Backend-native IDs only. No contract-level normalization across backends. opts.Voice = "Samantha" works for tts-say; opts.Voice = "21m00Tcm4TlvDq8ikWAM" works for tts-elevenlabs. Each backend speaks its own language.

Discovery via `Voices()`¶

vox tts voices --backend elevenlabs
# → table with ID, DisplayName, Tags, Languages, Preview

vox tts voices --backend say --tag female
# → filtered list

Default per backend¶

Each backend declares a DefaultVoice in its capabilities.

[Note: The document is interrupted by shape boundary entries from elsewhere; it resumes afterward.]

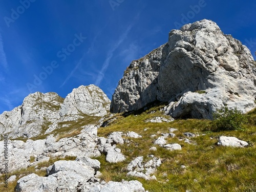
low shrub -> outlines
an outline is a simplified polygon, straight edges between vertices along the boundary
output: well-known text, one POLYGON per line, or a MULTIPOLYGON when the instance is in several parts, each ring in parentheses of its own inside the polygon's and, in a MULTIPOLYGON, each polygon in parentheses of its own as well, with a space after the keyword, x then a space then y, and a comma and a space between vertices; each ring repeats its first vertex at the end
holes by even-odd
POLYGON ((216 131, 243 130, 247 118, 237 108, 223 106, 214 113, 213 128, 216 131))

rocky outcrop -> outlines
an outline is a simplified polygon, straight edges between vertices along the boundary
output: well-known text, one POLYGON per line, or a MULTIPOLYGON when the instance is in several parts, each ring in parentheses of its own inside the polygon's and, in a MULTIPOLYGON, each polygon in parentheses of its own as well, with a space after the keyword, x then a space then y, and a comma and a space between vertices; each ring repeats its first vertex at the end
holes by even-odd
POLYGON ((145 180, 156 180, 156 176, 151 175, 157 172, 157 168, 162 164, 161 159, 150 155, 152 159, 143 162, 142 156, 138 157, 131 162, 127 166, 129 171, 126 174, 127 176, 137 177, 145 180))
POLYGON ((31 174, 20 178, 15 191, 145 191, 138 181, 100 183, 95 170, 82 161, 56 161, 47 172, 47 177, 31 174))
POLYGON ((26 97, 21 106, 0 115, 0 133, 9 138, 49 134, 85 115, 104 116, 110 104, 106 95, 94 85, 74 89, 65 99, 55 93, 36 92, 26 97))
POLYGON ((81 86, 68 95, 59 114, 61 116, 82 113, 103 117, 109 111, 110 102, 105 93, 97 86, 81 86))
POLYGON ((30 94, 21 106, 0 115, 0 132, 13 138, 39 135, 47 124, 59 118, 63 100, 55 93, 30 94))
MULTIPOLYGON (((98 157, 101 155, 97 150, 97 126, 88 125, 81 131, 81 134, 62 138, 58 141, 51 136, 46 139, 35 141, 28 139, 26 142, 20 140, 8 140, 8 170, 13 172, 36 165, 42 161, 48 161, 49 157, 78 157, 77 160, 88 164, 89 162, 86 161, 86 157, 98 157), (33 162, 30 161, 31 157, 34 159, 33 162)), ((4 147, 4 141, 1 141, 0 160, 2 161, 5 160, 4 147)), ((99 166, 97 160, 94 162, 91 162, 90 165, 93 163, 95 164, 95 167, 97 163, 99 166)), ((3 164, 0 164, 0 169, 3 169, 4 166, 3 164)))
POLYGON ((239 140, 236 137, 226 136, 220 137, 217 144, 219 146, 234 147, 244 147, 248 145, 247 142, 239 140))
POLYGON ((256 67, 248 48, 204 19, 172 30, 167 43, 133 61, 119 81, 111 112, 169 104, 174 118, 212 118, 224 105, 245 113, 255 106, 256 67))

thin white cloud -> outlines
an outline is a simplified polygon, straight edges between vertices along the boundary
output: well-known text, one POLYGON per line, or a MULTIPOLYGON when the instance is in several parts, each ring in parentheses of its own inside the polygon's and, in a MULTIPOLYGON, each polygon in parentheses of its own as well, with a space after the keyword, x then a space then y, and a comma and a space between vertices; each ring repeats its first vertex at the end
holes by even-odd
POLYGON ((127 28, 125 32, 122 34, 122 36, 120 37, 118 41, 112 47, 112 48, 110 49, 110 50, 108 52, 106 58, 105 59, 104 62, 103 63, 102 67, 101 70, 99 72, 98 74, 98 76, 97 77, 97 80, 95 82, 95 84, 99 86, 100 83, 101 82, 105 72, 106 70, 106 69, 109 67, 110 65, 110 60, 113 57, 114 52, 120 46, 121 44, 123 42, 125 38, 126 38, 127 35, 129 33, 132 27, 133 27, 133 25, 130 25, 128 28, 127 28))
POLYGON ((9 110, 12 110, 14 108, 12 105, 11 100, 7 98, 7 97, 0 97, 0 100, 2 104, 7 106, 9 110))
POLYGON ((68 81, 69 80, 69 79, 70 79, 70 78, 73 76, 73 74, 74 74, 74 73, 76 71, 76 70, 77 69, 77 68, 78 68, 78 67, 82 63, 82 61, 83 59, 83 58, 84 57, 84 56, 85 56, 85 54, 83 54, 83 55, 80 59, 79 61, 78 61, 78 62, 77 63, 77 64, 76 65, 76 66, 75 67, 75 68, 73 69, 73 70, 71 71, 71 72, 70 72, 70 73, 69 74, 69 75, 68 75, 68 76, 66 78, 65 80, 64 81, 64 82, 63 82, 63 83, 60 86, 60 87, 59 88, 61 88, 61 87, 63 87, 63 86, 64 86, 67 83, 67 82, 68 82, 68 81))
POLYGON ((2 65, 6 70, 7 69, 8 63, 6 59, 6 55, 4 50, 4 44, 2 34, 0 33, 0 65, 2 65))

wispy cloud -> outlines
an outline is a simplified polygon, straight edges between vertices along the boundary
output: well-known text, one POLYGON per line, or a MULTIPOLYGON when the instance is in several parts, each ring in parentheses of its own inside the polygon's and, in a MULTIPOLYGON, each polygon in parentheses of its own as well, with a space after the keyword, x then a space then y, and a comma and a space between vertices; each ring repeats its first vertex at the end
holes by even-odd
POLYGON ((77 64, 76 64, 75 68, 73 69, 73 70, 71 71, 71 72, 70 72, 70 73, 69 74, 69 75, 68 75, 68 76, 66 78, 65 80, 64 81, 63 83, 60 86, 60 87, 59 88, 63 87, 63 86, 64 86, 67 83, 67 82, 68 82, 68 81, 69 80, 69 79, 70 79, 70 78, 73 76, 73 74, 74 74, 74 73, 76 71, 76 70, 77 69, 78 67, 82 63, 82 61, 83 58, 84 58, 84 56, 85 56, 85 54, 84 54, 82 56, 82 57, 80 59, 80 60, 78 61, 78 62, 77 63, 77 64))
POLYGON ((121 44, 122 44, 122 42, 124 40, 125 38, 126 38, 127 35, 131 31, 131 29, 132 29, 132 27, 133 27, 132 24, 130 25, 128 27, 125 32, 122 34, 122 36, 121 36, 118 41, 114 45, 112 48, 108 52, 106 58, 105 59, 105 60, 104 61, 101 70, 99 72, 98 74, 97 80, 94 83, 95 85, 99 86, 100 83, 101 82, 104 77, 104 74, 105 73, 105 72, 108 69, 108 67, 110 65, 110 60, 113 56, 114 52, 120 46, 121 44))
POLYGON ((10 99, 7 98, 7 97, 0 97, 0 100, 2 104, 7 106, 9 110, 12 110, 14 108, 10 99))
POLYGON ((0 65, 2 65, 6 70, 7 69, 8 63, 6 59, 6 56, 4 50, 4 44, 2 34, 0 33, 0 65))

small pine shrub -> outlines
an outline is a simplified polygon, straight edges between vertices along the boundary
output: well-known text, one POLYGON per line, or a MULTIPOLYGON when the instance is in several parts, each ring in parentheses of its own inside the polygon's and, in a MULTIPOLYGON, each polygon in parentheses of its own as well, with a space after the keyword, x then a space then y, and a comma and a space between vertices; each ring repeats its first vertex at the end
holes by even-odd
POLYGON ((237 108, 223 106, 214 113, 214 127, 216 131, 243 130, 247 122, 246 116, 237 108))

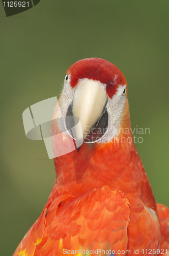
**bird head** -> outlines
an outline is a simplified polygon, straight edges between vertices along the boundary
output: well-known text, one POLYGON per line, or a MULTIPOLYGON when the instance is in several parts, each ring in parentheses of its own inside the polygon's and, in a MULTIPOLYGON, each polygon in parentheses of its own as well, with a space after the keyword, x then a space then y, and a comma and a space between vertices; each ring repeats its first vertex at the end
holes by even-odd
POLYGON ((59 103, 65 118, 60 126, 69 130, 68 116, 80 120, 75 134, 69 134, 76 140, 77 150, 83 142, 109 142, 130 126, 127 96, 126 79, 115 65, 99 58, 79 60, 65 78, 59 103))

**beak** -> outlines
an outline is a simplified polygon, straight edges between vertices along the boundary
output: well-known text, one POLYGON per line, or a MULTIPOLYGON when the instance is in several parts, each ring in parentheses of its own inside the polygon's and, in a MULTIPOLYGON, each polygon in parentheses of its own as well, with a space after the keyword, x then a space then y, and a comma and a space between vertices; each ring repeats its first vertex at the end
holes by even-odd
POLYGON ((76 86, 73 101, 73 114, 80 121, 75 126, 77 151, 101 116, 107 98, 105 87, 99 81, 84 78, 76 86))

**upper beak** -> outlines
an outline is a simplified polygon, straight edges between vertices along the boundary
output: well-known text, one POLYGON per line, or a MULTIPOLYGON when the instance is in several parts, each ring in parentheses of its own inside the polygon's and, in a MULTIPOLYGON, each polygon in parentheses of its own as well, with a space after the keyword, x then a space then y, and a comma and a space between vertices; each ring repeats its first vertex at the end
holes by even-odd
POLYGON ((75 127, 77 150, 101 116, 107 98, 105 87, 99 81, 83 78, 76 86, 73 101, 73 114, 80 120, 75 127))

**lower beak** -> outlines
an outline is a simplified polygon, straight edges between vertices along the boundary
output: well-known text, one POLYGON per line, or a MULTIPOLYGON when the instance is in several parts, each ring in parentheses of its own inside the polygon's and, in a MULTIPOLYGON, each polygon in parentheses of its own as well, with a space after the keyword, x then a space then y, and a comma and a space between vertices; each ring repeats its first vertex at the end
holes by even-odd
POLYGON ((76 86, 73 101, 73 114, 80 120, 75 126, 77 151, 101 116, 107 98, 104 86, 99 81, 83 78, 76 86))

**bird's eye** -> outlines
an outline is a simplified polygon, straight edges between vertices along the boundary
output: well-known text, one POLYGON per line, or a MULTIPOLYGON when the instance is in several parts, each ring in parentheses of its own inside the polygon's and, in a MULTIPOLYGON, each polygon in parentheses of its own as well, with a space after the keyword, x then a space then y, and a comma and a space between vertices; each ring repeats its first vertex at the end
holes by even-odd
POLYGON ((122 96, 124 96, 126 94, 126 88, 125 88, 123 92, 122 96))
POLYGON ((66 76, 65 77, 65 82, 68 82, 68 78, 69 78, 69 76, 68 76, 68 75, 66 75, 66 76))

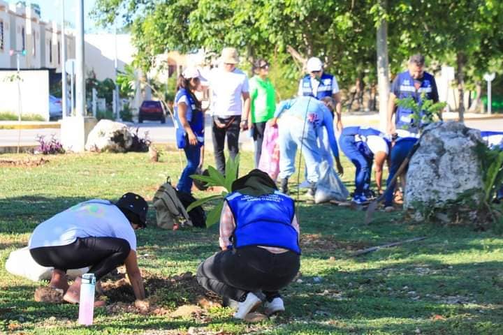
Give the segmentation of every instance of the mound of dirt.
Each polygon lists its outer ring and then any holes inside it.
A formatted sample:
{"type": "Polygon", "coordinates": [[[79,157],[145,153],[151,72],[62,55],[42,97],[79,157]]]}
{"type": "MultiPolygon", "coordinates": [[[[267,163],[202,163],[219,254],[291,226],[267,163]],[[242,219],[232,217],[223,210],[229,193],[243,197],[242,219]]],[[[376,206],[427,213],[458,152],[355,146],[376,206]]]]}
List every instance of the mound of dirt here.
{"type": "MultiPolygon", "coordinates": [[[[163,277],[147,274],[144,276],[147,299],[135,302],[133,288],[124,274],[101,281],[107,311],[111,313],[135,313],[143,315],[171,315],[173,311],[187,306],[198,305],[202,308],[221,306],[221,299],[201,287],[191,272],[180,276],[163,277]],[[117,278],[118,276],[122,278],[117,278]],[[177,309],[178,308],[178,309],[177,309]]],[[[173,317],[202,317],[203,310],[184,308],[190,313],[175,313],[173,317]],[[190,314],[190,315],[189,315],[190,314]]]]}
{"type": "Polygon", "coordinates": [[[61,304],[63,302],[63,290],[49,287],[38,288],[35,290],[35,301],[61,304]]]}

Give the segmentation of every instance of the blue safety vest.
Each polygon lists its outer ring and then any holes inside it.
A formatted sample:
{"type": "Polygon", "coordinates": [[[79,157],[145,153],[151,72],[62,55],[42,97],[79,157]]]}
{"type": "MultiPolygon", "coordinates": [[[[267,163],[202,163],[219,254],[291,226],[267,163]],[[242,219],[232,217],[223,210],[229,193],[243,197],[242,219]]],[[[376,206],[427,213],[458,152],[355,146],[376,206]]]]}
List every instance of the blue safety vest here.
{"type": "Polygon", "coordinates": [[[306,75],[302,80],[302,95],[312,96],[318,100],[321,100],[326,96],[332,96],[332,83],[333,82],[333,75],[329,73],[323,73],[320,78],[320,84],[318,87],[316,96],[312,93],[312,87],[311,86],[311,77],[306,75]]]}
{"type": "MultiPolygon", "coordinates": [[[[204,114],[202,110],[197,109],[192,96],[185,89],[178,90],[175,97],[175,101],[177,102],[183,96],[187,96],[189,101],[185,117],[187,117],[192,131],[197,137],[198,145],[200,147],[203,146],[204,145],[204,114]]],[[[183,149],[189,143],[187,142],[187,132],[180,120],[177,104],[175,105],[175,127],[176,128],[177,146],[178,149],[183,149]]]]}
{"type": "Polygon", "coordinates": [[[381,133],[377,129],[374,129],[373,128],[370,127],[360,127],[359,126],[351,126],[349,127],[344,127],[342,128],[342,132],[341,133],[341,135],[358,135],[359,136],[362,137],[367,137],[370,136],[371,135],[374,135],[376,136],[381,136],[384,135],[382,133],[381,133]]]}
{"type": "Polygon", "coordinates": [[[283,248],[300,254],[298,233],[292,225],[293,200],[276,191],[259,197],[233,192],[226,197],[234,216],[233,246],[283,248]]]}
{"type": "MultiPolygon", "coordinates": [[[[427,72],[424,73],[423,82],[421,82],[421,85],[418,89],[416,89],[416,87],[414,87],[414,80],[409,71],[400,73],[397,80],[398,84],[398,98],[402,99],[404,98],[411,97],[419,104],[422,103],[421,98],[422,94],[425,94],[425,98],[432,98],[435,78],[430,73],[427,72]]],[[[412,110],[402,107],[398,107],[397,108],[395,120],[397,129],[406,129],[411,133],[419,132],[419,127],[422,127],[425,126],[425,124],[422,123],[418,125],[414,124],[414,120],[411,118],[412,113],[412,110]]],[[[421,117],[422,117],[423,114],[421,114],[421,117]]]]}

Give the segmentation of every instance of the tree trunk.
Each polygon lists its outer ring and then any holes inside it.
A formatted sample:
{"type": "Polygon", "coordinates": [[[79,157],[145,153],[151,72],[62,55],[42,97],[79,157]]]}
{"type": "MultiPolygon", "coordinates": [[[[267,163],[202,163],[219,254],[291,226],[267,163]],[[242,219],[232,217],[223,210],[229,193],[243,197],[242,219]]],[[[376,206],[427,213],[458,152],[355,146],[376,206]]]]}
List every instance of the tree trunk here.
{"type": "Polygon", "coordinates": [[[477,82],[475,84],[475,98],[472,100],[472,105],[468,109],[469,112],[476,112],[480,108],[481,105],[481,96],[482,96],[482,84],[481,82],[477,82]]]}
{"type": "MultiPolygon", "coordinates": [[[[384,8],[387,7],[386,0],[380,0],[384,8]]],[[[377,87],[379,97],[379,128],[386,131],[387,126],[388,97],[389,96],[389,64],[388,63],[388,22],[381,20],[377,27],[377,87]]]]}
{"type": "Polygon", "coordinates": [[[465,122],[465,73],[463,70],[466,59],[462,52],[458,52],[456,58],[458,61],[458,96],[459,99],[458,113],[459,114],[459,121],[465,122]]]}

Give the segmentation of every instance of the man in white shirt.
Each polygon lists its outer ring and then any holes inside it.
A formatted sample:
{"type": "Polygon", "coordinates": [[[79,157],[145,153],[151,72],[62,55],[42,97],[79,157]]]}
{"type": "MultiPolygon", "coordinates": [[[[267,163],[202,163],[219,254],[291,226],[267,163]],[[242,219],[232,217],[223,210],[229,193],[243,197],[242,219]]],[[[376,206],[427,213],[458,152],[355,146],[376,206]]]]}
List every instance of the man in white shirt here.
{"type": "Polygon", "coordinates": [[[212,135],[217,169],[225,173],[224,147],[226,136],[227,148],[234,159],[239,153],[240,131],[249,128],[252,120],[248,77],[236,68],[239,63],[238,52],[233,47],[222,50],[219,68],[210,76],[211,110],[213,115],[212,135]]]}
{"type": "Polygon", "coordinates": [[[341,131],[342,105],[339,93],[339,84],[335,76],[323,71],[323,63],[318,57],[311,57],[307,60],[306,70],[307,74],[299,82],[298,95],[312,96],[318,100],[321,100],[326,96],[332,97],[335,100],[334,112],[337,117],[336,129],[337,131],[341,131]]]}

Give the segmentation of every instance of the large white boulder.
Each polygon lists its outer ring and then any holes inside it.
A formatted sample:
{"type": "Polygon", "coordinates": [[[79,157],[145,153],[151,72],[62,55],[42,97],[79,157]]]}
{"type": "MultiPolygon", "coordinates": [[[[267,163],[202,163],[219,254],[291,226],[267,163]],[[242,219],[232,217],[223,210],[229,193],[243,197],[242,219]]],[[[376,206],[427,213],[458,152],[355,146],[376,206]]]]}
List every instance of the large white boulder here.
{"type": "Polygon", "coordinates": [[[91,131],[85,149],[90,151],[125,152],[133,144],[133,135],[127,126],[103,119],[91,131]]]}
{"type": "Polygon", "coordinates": [[[459,122],[427,127],[409,165],[404,208],[414,209],[419,219],[432,216],[450,222],[465,214],[474,218],[483,198],[476,151],[481,142],[479,131],[459,122]]]}

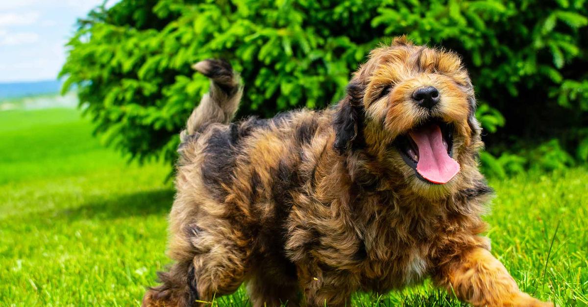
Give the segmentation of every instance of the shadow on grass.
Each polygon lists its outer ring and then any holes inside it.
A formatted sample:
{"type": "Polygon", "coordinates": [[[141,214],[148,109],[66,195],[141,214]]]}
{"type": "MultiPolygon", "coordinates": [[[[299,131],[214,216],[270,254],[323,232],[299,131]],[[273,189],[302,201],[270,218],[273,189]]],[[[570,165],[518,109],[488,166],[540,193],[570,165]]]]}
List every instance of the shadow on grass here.
{"type": "Polygon", "coordinates": [[[61,210],[56,217],[76,220],[165,215],[172,207],[173,194],[172,189],[161,189],[106,197],[61,210]]]}

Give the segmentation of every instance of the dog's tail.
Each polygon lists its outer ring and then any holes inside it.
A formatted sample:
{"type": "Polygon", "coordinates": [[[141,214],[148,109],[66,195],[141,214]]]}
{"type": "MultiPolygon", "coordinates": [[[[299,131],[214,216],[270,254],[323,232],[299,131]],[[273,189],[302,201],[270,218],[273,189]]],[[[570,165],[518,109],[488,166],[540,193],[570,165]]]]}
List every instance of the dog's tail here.
{"type": "Polygon", "coordinates": [[[208,59],[196,63],[192,68],[210,78],[211,88],[190,115],[186,130],[181,136],[182,141],[208,124],[230,122],[243,95],[240,76],[228,62],[208,59]]]}

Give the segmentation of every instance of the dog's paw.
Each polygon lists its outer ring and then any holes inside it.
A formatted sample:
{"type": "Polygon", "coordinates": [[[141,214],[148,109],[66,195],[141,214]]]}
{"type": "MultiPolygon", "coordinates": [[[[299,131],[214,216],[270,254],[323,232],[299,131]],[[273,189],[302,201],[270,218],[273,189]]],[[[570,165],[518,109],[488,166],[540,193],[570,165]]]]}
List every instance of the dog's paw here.
{"type": "Polygon", "coordinates": [[[551,302],[542,302],[526,293],[520,293],[504,304],[505,306],[513,307],[553,307],[551,302]]]}
{"type": "Polygon", "coordinates": [[[171,293],[169,290],[161,290],[157,288],[147,290],[143,296],[142,307],[171,307],[178,306],[177,303],[170,301],[171,293]]]}

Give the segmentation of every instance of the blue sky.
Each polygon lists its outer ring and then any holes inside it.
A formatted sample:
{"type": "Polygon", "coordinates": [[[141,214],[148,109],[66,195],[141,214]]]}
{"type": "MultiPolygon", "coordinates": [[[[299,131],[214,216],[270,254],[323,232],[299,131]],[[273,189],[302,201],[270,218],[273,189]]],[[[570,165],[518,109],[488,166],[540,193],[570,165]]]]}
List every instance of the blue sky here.
{"type": "Polygon", "coordinates": [[[0,82],[55,79],[76,19],[102,1],[0,0],[0,82]]]}

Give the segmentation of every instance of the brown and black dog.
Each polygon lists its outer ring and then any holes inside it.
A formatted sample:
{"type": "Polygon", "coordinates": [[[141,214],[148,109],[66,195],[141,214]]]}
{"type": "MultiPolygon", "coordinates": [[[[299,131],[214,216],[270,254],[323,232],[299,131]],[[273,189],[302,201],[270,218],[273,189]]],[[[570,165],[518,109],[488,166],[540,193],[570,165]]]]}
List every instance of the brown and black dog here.
{"type": "Polygon", "coordinates": [[[474,90],[455,53],[404,38],[373,50],[334,107],[230,123],[226,63],[181,134],[161,285],[193,306],[245,282],[254,306],[344,306],[430,276],[475,306],[552,306],[522,292],[480,236],[492,190],[474,90]]]}

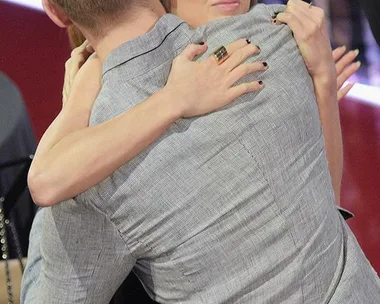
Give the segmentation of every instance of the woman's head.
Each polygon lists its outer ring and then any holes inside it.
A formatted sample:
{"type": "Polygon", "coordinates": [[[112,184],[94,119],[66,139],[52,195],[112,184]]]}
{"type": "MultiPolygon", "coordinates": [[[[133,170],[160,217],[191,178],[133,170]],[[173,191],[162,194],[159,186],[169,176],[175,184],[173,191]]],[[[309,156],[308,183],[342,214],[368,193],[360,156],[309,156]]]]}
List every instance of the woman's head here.
{"type": "Polygon", "coordinates": [[[161,0],[171,13],[196,28],[210,21],[249,11],[256,0],[161,0]]]}

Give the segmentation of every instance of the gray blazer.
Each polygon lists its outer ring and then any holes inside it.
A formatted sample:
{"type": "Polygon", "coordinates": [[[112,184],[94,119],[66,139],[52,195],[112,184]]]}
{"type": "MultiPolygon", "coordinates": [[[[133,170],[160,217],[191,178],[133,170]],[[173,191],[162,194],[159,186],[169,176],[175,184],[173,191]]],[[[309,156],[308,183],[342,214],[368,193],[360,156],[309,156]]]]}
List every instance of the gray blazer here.
{"type": "Polygon", "coordinates": [[[38,303],[107,303],[132,269],[160,303],[379,303],[379,279],[335,207],[312,81],[289,28],[270,23],[280,8],[196,31],[166,15],[111,54],[91,124],[164,86],[189,42],[212,51],[249,38],[262,49],[252,60],[270,68],[251,76],[261,92],[177,121],[44,210],[38,303]]]}

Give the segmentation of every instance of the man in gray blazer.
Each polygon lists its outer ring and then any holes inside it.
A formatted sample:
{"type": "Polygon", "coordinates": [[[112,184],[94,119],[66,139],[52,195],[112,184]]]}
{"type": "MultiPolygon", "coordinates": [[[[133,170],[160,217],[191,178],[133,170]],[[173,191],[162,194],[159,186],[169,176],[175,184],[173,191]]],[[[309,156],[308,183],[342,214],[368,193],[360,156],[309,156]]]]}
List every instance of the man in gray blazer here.
{"type": "Polygon", "coordinates": [[[279,8],[197,30],[164,15],[112,51],[91,125],[163,87],[188,43],[250,38],[271,68],[265,90],[179,120],[105,181],[42,210],[41,272],[25,303],[104,304],[132,269],[160,303],[379,303],[336,210],[310,76],[289,28],[270,22],[279,8]]]}

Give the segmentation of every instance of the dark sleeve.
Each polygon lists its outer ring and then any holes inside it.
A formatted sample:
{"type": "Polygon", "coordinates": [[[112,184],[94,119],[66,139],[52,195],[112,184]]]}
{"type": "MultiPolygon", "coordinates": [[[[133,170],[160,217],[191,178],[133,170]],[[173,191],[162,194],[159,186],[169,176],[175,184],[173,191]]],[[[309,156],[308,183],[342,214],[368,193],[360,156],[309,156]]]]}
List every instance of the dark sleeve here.
{"type": "Polygon", "coordinates": [[[380,46],[380,1],[360,0],[360,4],[371,25],[373,35],[380,46]]]}

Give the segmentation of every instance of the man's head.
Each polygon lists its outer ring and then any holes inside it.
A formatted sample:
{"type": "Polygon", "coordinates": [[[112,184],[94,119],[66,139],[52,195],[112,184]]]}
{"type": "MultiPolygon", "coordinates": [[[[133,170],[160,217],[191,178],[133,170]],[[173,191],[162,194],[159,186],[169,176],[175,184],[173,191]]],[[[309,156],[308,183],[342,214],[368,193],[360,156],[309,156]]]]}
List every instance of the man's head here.
{"type": "Polygon", "coordinates": [[[92,32],[121,21],[127,12],[147,4],[146,0],[42,0],[46,13],[58,26],[75,23],[92,32]]]}

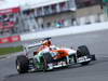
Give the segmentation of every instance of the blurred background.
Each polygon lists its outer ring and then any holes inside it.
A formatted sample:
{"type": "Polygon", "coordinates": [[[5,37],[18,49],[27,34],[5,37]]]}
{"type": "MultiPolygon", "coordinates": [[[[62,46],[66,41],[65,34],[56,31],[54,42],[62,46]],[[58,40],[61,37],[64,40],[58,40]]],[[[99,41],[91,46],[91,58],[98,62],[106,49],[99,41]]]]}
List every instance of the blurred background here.
{"type": "Polygon", "coordinates": [[[0,38],[108,21],[108,0],[0,0],[0,38]]]}

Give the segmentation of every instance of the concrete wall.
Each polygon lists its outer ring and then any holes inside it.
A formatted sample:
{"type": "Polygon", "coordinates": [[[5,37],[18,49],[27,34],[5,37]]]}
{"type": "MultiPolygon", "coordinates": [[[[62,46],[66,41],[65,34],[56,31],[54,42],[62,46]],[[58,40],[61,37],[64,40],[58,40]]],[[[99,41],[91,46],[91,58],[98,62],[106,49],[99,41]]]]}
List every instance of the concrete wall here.
{"type": "Polygon", "coordinates": [[[89,8],[78,9],[77,10],[77,17],[83,17],[89,15],[102,14],[103,10],[100,5],[93,5],[89,8]]]}

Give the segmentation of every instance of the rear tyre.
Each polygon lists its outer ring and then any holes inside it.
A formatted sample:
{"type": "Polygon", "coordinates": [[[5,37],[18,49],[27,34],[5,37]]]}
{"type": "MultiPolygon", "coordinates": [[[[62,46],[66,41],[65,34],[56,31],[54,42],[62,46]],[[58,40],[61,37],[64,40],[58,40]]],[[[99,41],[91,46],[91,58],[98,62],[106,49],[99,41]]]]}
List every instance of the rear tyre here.
{"type": "Polygon", "coordinates": [[[89,65],[90,62],[81,63],[82,66],[89,65]]]}
{"type": "Polygon", "coordinates": [[[78,57],[81,57],[81,56],[91,56],[87,46],[85,46],[85,45],[78,46],[77,56],[78,57]]]}
{"type": "Polygon", "coordinates": [[[19,55],[16,58],[16,69],[18,73],[26,73],[28,72],[28,65],[29,60],[25,55],[19,55]]]}
{"type": "Polygon", "coordinates": [[[96,60],[95,55],[91,55],[91,60],[96,60]]]}

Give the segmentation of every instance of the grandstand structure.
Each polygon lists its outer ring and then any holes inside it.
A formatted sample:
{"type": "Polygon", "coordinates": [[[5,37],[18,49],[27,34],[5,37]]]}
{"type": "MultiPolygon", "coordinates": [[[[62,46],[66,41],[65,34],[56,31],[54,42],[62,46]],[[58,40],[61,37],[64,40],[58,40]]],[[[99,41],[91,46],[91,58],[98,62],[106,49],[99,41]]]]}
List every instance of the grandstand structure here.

When opts.Voice = "", the backend uses its default.

Reasonable defaults:

Backend	Default voice
`tts-say`	`Samantha`
`tts-piper`	First model alphabetically (depends on installed)
`tts-elevenlabs`	`Rachel`
`tts-openai`	`alloy`

Cross-backend aliases — user config, not contract¶

Users who want "same voice across backends" can define aliases above the contract:

tts:
  voice_aliases:
    house:   { tts-say: Samantha, tts-elevenlabs: Rachel, tts-piper: en_US-libritts-high }
    formal:  { tts-say: Daniel,   tts-elevenlabs: Adam,   tts-piper: en_US-ryan-high }

sinks:
  - name: speak-out
    type: tts-elevenlabs
    voice: "@house"          # resolved via voice_aliases above the contract

Backends only see backend-native strings. Alias resolution is orchestrator/CLI concern.

Streaming¶

For low-latency conversational mode, StreamSynthesize returns a channel of AudioChunks. The first chunk should arrive within Capabilities.StreamingLatencyMS.

Chunk encoding per chunk¶

Each chunk declares its own encoding via Encoding. Backends emit their natural format:

Backend	Streaming format
`tts-piper`	Raw f32 PCM
`tts-elevenlabs`	MP3 (default) or PCM (opt-in)
`tts-openai`	MP3, AAC, Opus per `response_format`

The audio-playback subsystem handles decoding before pushing to the audio device.

Backpressure¶

The backend writes to a bounded-buffer channel (default capacity 32 chunks ≈ 5-10s of audio at typical chunk rates). On full channel: backend blocks on send. Not drop — streaming TTS is meant for sub-second start-of-playback; if the consumer is 32 chunks behind, something is broken and blocking is the right signal.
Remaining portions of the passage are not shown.